It is a salient feature of the great jihāds of the western Sudan that the leadership for these wars of religious fervour should have sprung forth from a single source, the Torodbe clerisy. It was the Torodbe ʿulamā’ who sustained the jihāds in Futas Bundu, Toro and Jallon in the seventeenth and eighteenth centuries and prefigured the jihāds of Usumān dan Fodio and al-Hājj ʿUmar b. Saʿīd, perhaps the most illustrious leaders thrown up by Torodbe Islam.
We have long viewed these Islamic revolutions as ‘Fulani jihads’—as consummate examples of the way in which ‘Fulani’ skilfully orchestrated the people in favour of their own views. But it would now appear that those Muslims we have been calling ‘Fulani’ deserved this designation in language and culture only—that they were drawn from diverse strains of Sūdānī society—that Turudiyya suggests a métier and not an ethnic category.
The Torodbe clerisy evolved out of that mass of rootless peoples who perceived in Islam a source of cultural identity. Bound in a new persuasion—linked by a common oppression—they shook the sense of ethnic difference and sought to stimulate a counter trend of a levelling nature. Yet, having habitually recruited from all levels, and most notably from the submerged levels of society, the Turudiyya became an increasingly closed world, discoloured of their levelling intentions. This tendency was manifest in Futas Toro and Bundu especially. In these new communities, the Turudiyya took shape as a hereditary ruling class—succession to the imāmiyya became the special preserve of a select few families. The position of slaves in the new order progressively hardened; the ranks of the Turudiyya remained closed to artisans who continued to pursue their traditional crafts.
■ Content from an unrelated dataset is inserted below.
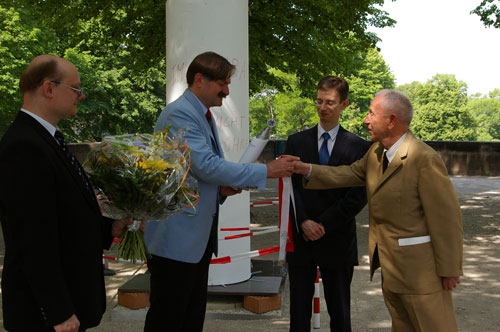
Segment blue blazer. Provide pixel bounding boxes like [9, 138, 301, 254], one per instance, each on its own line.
[144, 89, 267, 263]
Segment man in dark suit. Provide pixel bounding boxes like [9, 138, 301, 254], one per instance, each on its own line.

The levelling tendency of the Turudiyya movement seems to have reached its apogee in the ʿUmarian Jamāʿa. Though it is said that al-Hājj ʿUmar b. Saʿid did not extend freedom to his slaves, the ties of Islam and the community of faith came to supplant the old threads of allegiance. Among believers, superiority in the faith or stricter observance of its precepts presented a new passport to honoured status.